- Species: Vitis vinifera
- VIVC number: 13399

= Zarya severa =

Variety of grape

Zarya severa (Northern Lights) is a red grape variety. It is a descendant of a selection of the Far Eastern wild grape Vitis amurensis and a Russian variety 'Seedling of Malingre Précoce' and is thus a hybrid vine. Originated by Yakov Potapenko and Elena Zakharova at the Mitchurin Central Genetic Laboratory in Tambov Oblast, Russia in 1936. Because of its high winter frost resistance as well as its resistance to downy mildew, this variety, often mentioned by breeders in Eastern Europe, became a major breeding stock in the search for new varieties.

Synonym: Zora Severa

Parentage: Seedling of Malingre Précoce x Vitis amurensis

==Descendants==
In 1964 Professor Vilém Kraus in Czechoslovakia crossed the varieties Zarya Severa x St. Laurent. Prof. Kraus offered the seedlings to Prof. Dr. Helmut Becker (1927-1990), then at the Geisenheim Grape Breeding Institute, who recognized the importance of this material and did further breeding. From this, now called Gm 6494, the seedling Gm 6494-5 was selected due to its special performance, and later propagated under the name Rondo as a separate variety and first put into cultivation by Thomas Walk in Ireland.

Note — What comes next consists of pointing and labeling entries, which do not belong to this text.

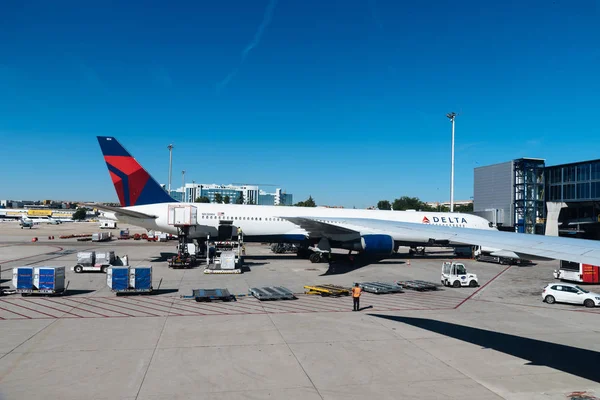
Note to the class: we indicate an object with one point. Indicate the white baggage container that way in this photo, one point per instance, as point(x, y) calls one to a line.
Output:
point(228, 260)
point(182, 215)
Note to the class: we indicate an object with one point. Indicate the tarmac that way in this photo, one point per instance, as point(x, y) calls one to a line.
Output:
point(495, 341)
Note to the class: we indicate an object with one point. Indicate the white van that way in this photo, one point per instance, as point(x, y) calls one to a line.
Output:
point(455, 274)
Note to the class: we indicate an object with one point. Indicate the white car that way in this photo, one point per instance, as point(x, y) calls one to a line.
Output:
point(569, 293)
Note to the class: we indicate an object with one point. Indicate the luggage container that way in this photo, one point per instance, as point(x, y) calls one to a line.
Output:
point(117, 279)
point(23, 278)
point(227, 260)
point(39, 280)
point(130, 279)
point(101, 236)
point(140, 278)
point(49, 279)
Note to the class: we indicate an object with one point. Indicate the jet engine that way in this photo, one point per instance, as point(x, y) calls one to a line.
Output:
point(376, 244)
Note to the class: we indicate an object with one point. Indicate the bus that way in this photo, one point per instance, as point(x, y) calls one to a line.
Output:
point(577, 272)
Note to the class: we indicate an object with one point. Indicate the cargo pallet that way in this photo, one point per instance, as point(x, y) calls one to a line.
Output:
point(272, 293)
point(201, 295)
point(131, 290)
point(420, 286)
point(328, 290)
point(215, 269)
point(46, 292)
point(380, 287)
point(178, 262)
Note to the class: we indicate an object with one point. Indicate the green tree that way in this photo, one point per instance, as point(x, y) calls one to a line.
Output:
point(80, 214)
point(384, 205)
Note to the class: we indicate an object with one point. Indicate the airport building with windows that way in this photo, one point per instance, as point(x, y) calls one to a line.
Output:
point(246, 194)
point(524, 195)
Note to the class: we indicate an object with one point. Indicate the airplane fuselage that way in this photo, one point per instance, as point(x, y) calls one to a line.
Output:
point(268, 223)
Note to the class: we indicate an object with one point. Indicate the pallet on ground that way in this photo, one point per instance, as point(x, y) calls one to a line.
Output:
point(201, 295)
point(327, 290)
point(380, 287)
point(418, 285)
point(272, 293)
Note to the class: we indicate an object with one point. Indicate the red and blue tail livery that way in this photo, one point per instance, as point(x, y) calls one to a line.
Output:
point(134, 186)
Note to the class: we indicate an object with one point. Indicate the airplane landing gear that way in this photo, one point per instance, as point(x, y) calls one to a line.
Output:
point(417, 250)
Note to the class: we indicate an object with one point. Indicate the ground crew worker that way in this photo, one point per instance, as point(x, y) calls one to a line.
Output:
point(356, 297)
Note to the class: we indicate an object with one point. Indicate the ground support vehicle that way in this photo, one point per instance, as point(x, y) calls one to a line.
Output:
point(97, 261)
point(569, 293)
point(577, 272)
point(272, 293)
point(456, 275)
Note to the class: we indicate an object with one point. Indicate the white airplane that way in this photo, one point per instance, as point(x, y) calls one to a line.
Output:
point(377, 233)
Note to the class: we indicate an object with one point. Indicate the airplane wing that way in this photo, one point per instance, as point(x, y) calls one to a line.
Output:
point(121, 211)
point(554, 247)
point(317, 227)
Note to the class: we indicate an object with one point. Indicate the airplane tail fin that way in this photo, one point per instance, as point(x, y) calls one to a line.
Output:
point(133, 183)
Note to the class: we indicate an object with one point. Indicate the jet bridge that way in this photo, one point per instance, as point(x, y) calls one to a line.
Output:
point(182, 217)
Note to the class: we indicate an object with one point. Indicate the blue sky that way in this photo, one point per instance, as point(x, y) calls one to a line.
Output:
point(341, 100)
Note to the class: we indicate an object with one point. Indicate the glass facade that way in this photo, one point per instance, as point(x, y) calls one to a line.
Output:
point(574, 182)
point(529, 187)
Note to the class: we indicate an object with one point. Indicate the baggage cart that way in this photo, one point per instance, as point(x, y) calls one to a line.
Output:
point(272, 293)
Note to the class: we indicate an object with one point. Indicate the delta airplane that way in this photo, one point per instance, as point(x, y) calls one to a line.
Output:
point(378, 233)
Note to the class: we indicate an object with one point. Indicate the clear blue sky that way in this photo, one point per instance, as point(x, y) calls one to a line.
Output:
point(342, 100)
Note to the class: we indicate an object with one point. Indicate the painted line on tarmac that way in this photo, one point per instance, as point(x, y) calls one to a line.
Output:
point(35, 255)
point(483, 287)
point(14, 312)
point(101, 308)
point(30, 309)
point(53, 308)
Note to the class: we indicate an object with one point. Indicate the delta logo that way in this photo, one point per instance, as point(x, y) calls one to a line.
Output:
point(445, 220)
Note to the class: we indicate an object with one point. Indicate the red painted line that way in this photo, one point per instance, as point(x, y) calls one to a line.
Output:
point(178, 307)
point(35, 255)
point(126, 308)
point(481, 288)
point(287, 305)
point(31, 309)
point(84, 310)
point(14, 312)
point(122, 300)
point(52, 308)
point(102, 308)
point(247, 308)
point(313, 305)
point(226, 310)
point(138, 300)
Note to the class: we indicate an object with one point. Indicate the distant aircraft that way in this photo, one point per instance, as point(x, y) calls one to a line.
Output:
point(26, 222)
point(377, 233)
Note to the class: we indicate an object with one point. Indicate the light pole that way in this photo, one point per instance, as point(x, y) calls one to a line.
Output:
point(452, 116)
point(170, 147)
point(183, 184)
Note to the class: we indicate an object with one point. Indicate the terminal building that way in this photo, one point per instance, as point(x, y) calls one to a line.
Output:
point(523, 195)
point(246, 194)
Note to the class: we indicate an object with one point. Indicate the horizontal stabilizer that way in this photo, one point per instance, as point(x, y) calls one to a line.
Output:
point(121, 211)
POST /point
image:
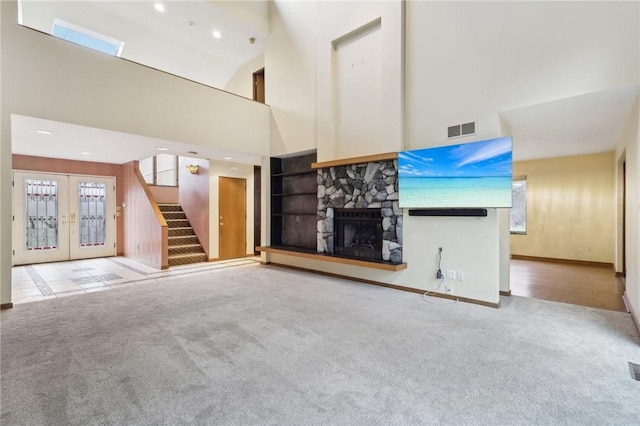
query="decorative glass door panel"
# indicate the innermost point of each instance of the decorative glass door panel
(62, 217)
(40, 217)
(92, 217)
(42, 214)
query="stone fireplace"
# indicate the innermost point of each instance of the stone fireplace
(358, 233)
(371, 189)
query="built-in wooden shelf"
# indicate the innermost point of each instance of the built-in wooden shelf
(355, 160)
(386, 266)
(293, 194)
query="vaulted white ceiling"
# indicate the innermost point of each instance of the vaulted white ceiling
(179, 41)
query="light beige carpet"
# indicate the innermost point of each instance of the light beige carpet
(264, 345)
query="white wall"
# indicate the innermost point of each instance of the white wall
(49, 78)
(241, 83)
(56, 80)
(468, 61)
(242, 171)
(290, 78)
(629, 146)
(5, 188)
(376, 60)
(308, 89)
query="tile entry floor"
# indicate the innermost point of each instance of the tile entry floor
(43, 281)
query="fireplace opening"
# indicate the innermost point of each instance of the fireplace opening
(358, 233)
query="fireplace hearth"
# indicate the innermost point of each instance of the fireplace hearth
(358, 233)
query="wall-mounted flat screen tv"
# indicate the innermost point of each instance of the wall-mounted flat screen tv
(469, 175)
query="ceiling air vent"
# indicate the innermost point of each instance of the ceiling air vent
(461, 130)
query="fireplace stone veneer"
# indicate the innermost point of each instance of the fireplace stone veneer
(372, 185)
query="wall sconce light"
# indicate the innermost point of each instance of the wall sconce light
(193, 169)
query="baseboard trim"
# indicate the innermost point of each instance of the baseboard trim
(634, 317)
(381, 284)
(567, 261)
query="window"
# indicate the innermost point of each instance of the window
(86, 38)
(160, 170)
(519, 205)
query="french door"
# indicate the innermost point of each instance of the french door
(62, 217)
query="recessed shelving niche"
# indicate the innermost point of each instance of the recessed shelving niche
(294, 189)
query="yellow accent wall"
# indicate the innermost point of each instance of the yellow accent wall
(570, 208)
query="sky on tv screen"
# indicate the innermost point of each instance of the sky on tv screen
(476, 174)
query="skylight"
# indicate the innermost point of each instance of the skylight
(87, 38)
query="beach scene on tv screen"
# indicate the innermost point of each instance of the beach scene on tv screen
(469, 175)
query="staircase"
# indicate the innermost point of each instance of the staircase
(184, 247)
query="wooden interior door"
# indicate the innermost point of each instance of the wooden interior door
(232, 196)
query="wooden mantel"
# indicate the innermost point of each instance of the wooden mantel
(355, 160)
(328, 258)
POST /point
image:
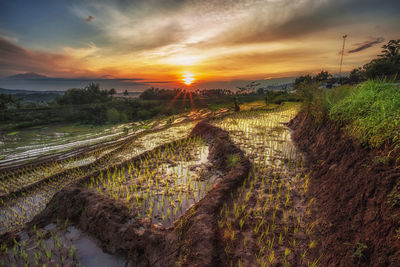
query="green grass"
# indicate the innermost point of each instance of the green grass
(13, 133)
(370, 111)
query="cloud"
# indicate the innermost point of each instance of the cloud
(89, 18)
(366, 45)
(17, 59)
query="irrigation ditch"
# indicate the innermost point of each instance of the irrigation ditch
(240, 189)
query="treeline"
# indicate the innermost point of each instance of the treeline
(385, 66)
(91, 105)
(88, 105)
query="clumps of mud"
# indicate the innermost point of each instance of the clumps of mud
(191, 241)
(356, 192)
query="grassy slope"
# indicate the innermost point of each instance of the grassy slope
(369, 112)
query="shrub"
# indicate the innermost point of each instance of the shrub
(371, 112)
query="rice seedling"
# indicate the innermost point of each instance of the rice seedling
(275, 185)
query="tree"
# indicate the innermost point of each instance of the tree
(112, 91)
(387, 65)
(391, 50)
(323, 76)
(307, 79)
(260, 91)
(356, 76)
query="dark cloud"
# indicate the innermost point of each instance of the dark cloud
(89, 18)
(311, 19)
(366, 44)
(14, 59)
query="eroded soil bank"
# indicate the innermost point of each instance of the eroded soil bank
(357, 195)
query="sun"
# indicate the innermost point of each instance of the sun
(188, 78)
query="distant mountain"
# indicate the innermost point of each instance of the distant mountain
(28, 75)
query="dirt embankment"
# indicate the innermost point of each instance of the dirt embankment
(351, 185)
(191, 241)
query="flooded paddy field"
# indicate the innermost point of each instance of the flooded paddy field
(267, 221)
(159, 178)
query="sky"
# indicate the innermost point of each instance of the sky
(212, 43)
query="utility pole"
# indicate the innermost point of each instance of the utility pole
(341, 58)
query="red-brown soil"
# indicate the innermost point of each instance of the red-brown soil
(351, 184)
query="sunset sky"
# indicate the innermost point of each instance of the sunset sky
(210, 41)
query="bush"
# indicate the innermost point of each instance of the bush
(371, 112)
(113, 116)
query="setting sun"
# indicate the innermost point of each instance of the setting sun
(188, 78)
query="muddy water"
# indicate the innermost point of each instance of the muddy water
(165, 184)
(59, 245)
(267, 222)
(18, 210)
(88, 252)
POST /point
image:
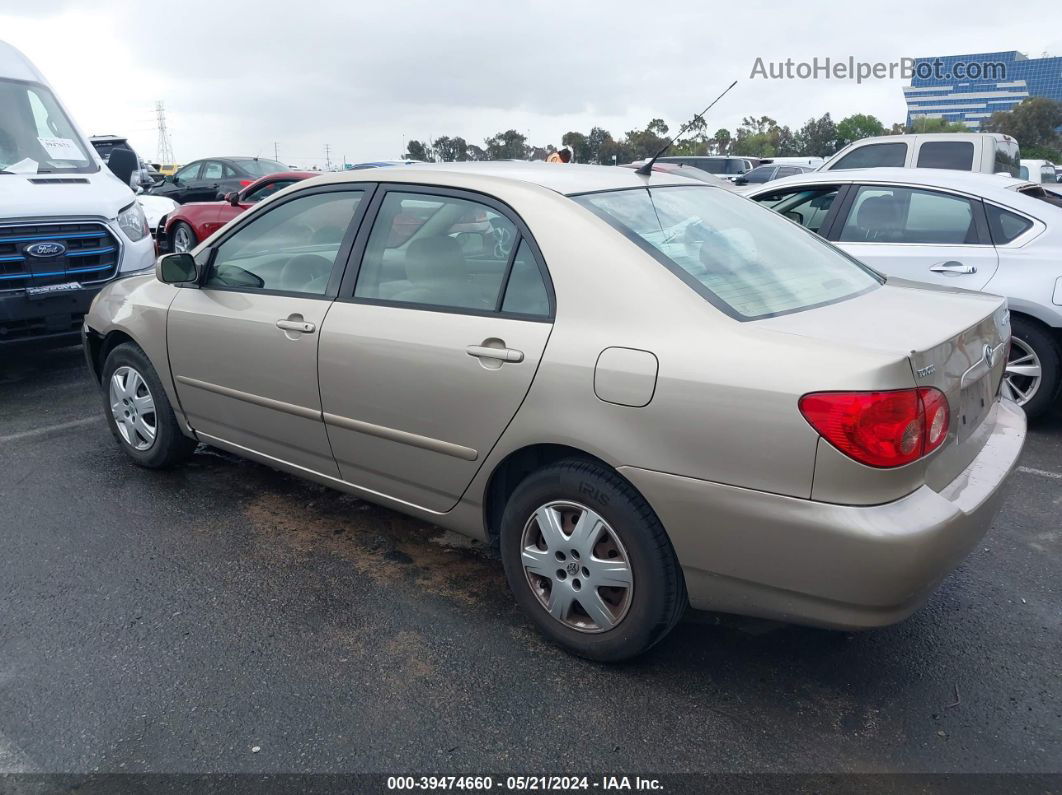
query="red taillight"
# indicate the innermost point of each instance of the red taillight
(880, 429)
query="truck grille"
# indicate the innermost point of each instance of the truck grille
(89, 254)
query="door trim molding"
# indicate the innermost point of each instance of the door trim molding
(280, 405)
(392, 434)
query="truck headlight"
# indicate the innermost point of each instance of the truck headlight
(133, 222)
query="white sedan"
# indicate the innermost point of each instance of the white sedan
(978, 231)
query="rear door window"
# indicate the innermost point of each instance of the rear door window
(957, 155)
(893, 214)
(874, 156)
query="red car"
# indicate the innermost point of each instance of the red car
(183, 229)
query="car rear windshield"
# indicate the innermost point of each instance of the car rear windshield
(743, 258)
(260, 167)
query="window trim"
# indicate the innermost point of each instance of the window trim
(356, 256)
(266, 206)
(980, 220)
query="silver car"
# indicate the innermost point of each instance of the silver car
(954, 228)
(650, 392)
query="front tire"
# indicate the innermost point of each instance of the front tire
(589, 563)
(138, 411)
(1032, 374)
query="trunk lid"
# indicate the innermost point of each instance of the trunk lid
(954, 339)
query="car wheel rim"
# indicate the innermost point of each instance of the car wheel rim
(183, 240)
(1021, 379)
(577, 567)
(133, 408)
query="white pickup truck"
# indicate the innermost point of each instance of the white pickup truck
(68, 225)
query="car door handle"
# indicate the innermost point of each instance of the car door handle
(296, 325)
(502, 355)
(953, 266)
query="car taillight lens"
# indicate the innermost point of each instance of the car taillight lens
(880, 429)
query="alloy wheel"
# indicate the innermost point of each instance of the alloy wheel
(577, 567)
(1022, 377)
(133, 408)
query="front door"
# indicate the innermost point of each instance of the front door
(243, 345)
(432, 350)
(920, 235)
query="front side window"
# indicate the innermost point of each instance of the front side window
(893, 214)
(36, 137)
(807, 206)
(746, 260)
(957, 155)
(291, 248)
(874, 156)
(437, 251)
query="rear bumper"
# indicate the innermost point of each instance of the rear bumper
(45, 322)
(838, 566)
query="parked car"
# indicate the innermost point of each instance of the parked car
(989, 153)
(722, 166)
(646, 397)
(184, 227)
(680, 169)
(976, 231)
(209, 179)
(68, 224)
(144, 176)
(769, 172)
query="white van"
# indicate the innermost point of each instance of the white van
(68, 225)
(989, 153)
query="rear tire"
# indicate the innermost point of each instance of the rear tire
(138, 410)
(552, 589)
(1033, 345)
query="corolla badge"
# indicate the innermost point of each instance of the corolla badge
(46, 249)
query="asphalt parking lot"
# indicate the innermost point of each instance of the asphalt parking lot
(177, 621)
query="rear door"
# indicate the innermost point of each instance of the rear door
(432, 344)
(918, 234)
(243, 344)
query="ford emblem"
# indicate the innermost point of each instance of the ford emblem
(46, 249)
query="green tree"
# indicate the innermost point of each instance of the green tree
(857, 126)
(508, 145)
(418, 151)
(450, 150)
(1033, 122)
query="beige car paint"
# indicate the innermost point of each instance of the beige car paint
(720, 451)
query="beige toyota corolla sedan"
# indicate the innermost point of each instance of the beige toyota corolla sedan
(651, 393)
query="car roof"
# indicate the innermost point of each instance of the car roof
(565, 178)
(968, 182)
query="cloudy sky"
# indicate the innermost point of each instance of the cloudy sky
(363, 78)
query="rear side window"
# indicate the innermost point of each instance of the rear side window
(747, 261)
(887, 214)
(1004, 225)
(957, 155)
(874, 156)
(437, 251)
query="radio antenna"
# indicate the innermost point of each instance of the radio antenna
(647, 168)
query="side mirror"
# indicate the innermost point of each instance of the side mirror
(176, 269)
(122, 162)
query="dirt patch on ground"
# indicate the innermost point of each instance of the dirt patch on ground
(387, 547)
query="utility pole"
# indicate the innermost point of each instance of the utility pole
(164, 150)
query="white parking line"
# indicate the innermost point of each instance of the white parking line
(50, 429)
(1041, 472)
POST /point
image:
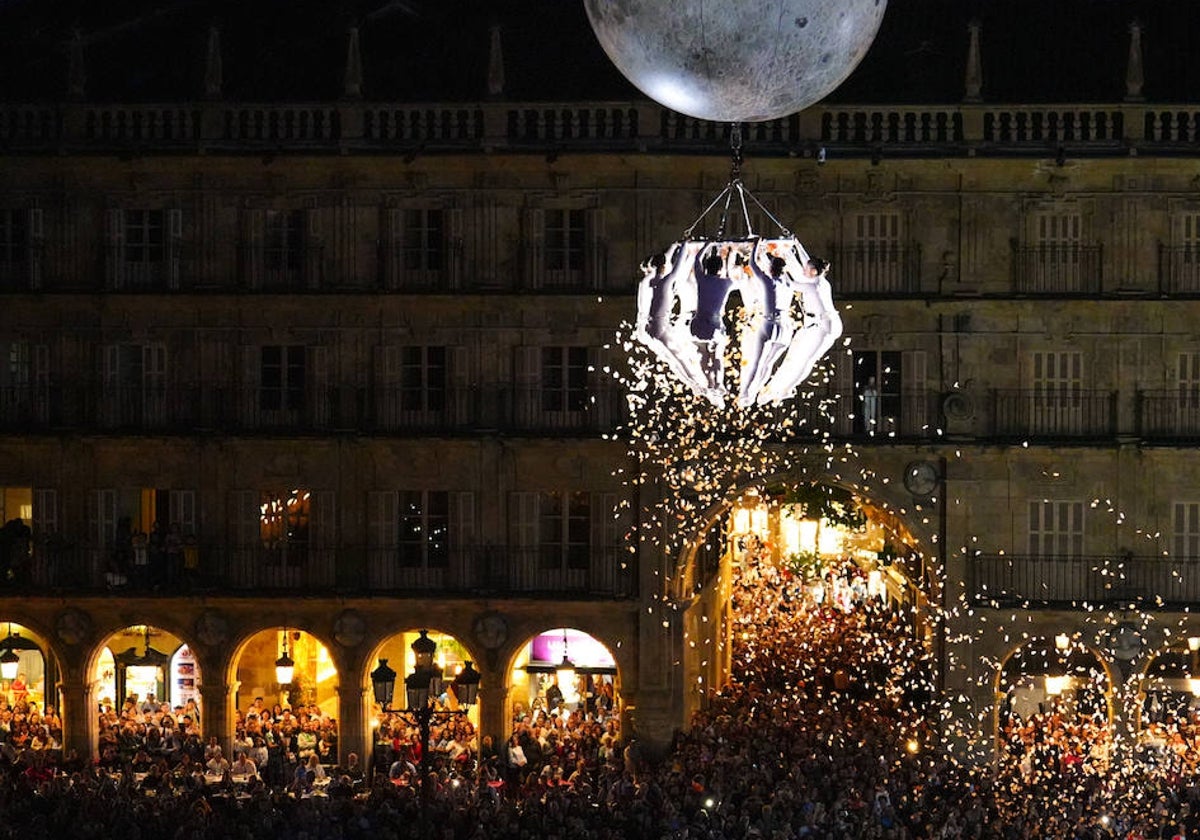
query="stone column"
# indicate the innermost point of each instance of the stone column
(353, 724)
(216, 714)
(78, 712)
(493, 719)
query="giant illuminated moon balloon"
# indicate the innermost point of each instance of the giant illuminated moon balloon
(736, 60)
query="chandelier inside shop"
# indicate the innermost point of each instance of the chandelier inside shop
(787, 318)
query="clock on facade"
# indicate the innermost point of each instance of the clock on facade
(491, 630)
(921, 478)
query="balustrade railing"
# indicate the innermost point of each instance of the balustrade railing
(1053, 412)
(552, 126)
(1074, 582)
(222, 408)
(300, 568)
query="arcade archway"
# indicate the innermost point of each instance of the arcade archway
(1054, 711)
(831, 546)
(145, 681)
(453, 744)
(565, 705)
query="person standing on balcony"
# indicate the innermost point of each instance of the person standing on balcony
(141, 544)
(157, 556)
(870, 406)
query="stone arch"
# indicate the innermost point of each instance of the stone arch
(395, 648)
(1168, 682)
(707, 628)
(1039, 657)
(922, 529)
(29, 635)
(619, 655)
(240, 646)
(150, 645)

Zarya Severa is also a grandparent of the white grape Solaris, which is of great importance in the marginal areas of northern Europe.

Through the breeding of Gm 6494, Zarya Severa was likewise ancestral to the new varieties Bronner, Baron, Cabernet Carbon, and Prior. While previously thought to also be ancestral to Souvignier Gris, later DNA analysis confirmed Souvignier Gris to be a cross between Seyval Blanc and Zähringer

==Bibliography==
- Pierre Galet: Dictionnaire encyclopédique des cépages. Hachette, Paris 2000, ISBN 978-2-0123-6331-1.